Se, dunque, il cugino asiatico offre soldi e know how economico-politico per sostenere l’élite castrista nella propria rinascita, il vicino venezuelano continua a rinvigorire la Cuba comunista con intelligence, ideologia e uomini. È di queste settimane, infatti, l’annuncio congiunto dei due presidenti, Raul Castro e Hugo Chávez, di voler dare vita a una scuola di formazione delle Forze Armate dell’ALBA (Alianza Bolivariana para los Pueblos de América). Il progetto è stato definito dai colonnelli politici di Chávez come “un passo storico per costruire una dottrina latinoamericana, indipendentista, per la pace”. I paesi che fanno parte dell’ALBA sono Venezuela, Cuba, Bolivia, Nicaragua, Repubblica Dominicana, Honduras, Ecuador, San Vicente e le Granatine, Antigua e Barbados.
Un annuncio che potrebbe apparire quasi insignificante (data la propaganda continua portata avanti dai due governi per la promozione del socialismo del XXI secolo). Tutto cambia, però, se si osservano due fattori: in primo luogo, l’incontro tra Chávez e Castro jr è avvenuto poche ore dopo che il vicepresidente cinese, Xi Jinping, aveva lasciato l’isola; in secondo luogo, Cuba riceve giornalmente 100mila barili di greggio da Caracas, a un prezzo stracciato, frutto di accordi bilaterali tra i due paesi.

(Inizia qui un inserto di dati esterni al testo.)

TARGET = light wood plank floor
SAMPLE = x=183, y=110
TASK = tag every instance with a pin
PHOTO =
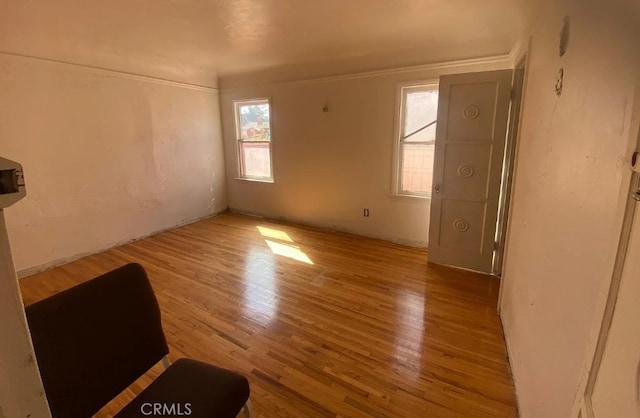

Si aggiunga che i cubani “mandano amichevolmente” 30 mila medici e tecnici al Venezuela; un affare che permette al caudillo venezuelano di risparmiare in diversi settori e allo stesso tempo garantire la “trasparenza” della propria politica all’amico-ispiratore cubano.
Un asse del socialismo del XXI secolo (con un pizzico di comunismo made in China) che attraversa oceani e continenti e che (molto) dovrebbe preoccupare le stanze del potere di Washington: avere un’alleanza militare, economica ed energetica alle proprie porte, infatti, potrebbe rafforzare il sempre più diffuso sentimento antioccidentale che da lungo tempo aleggia in America Latina.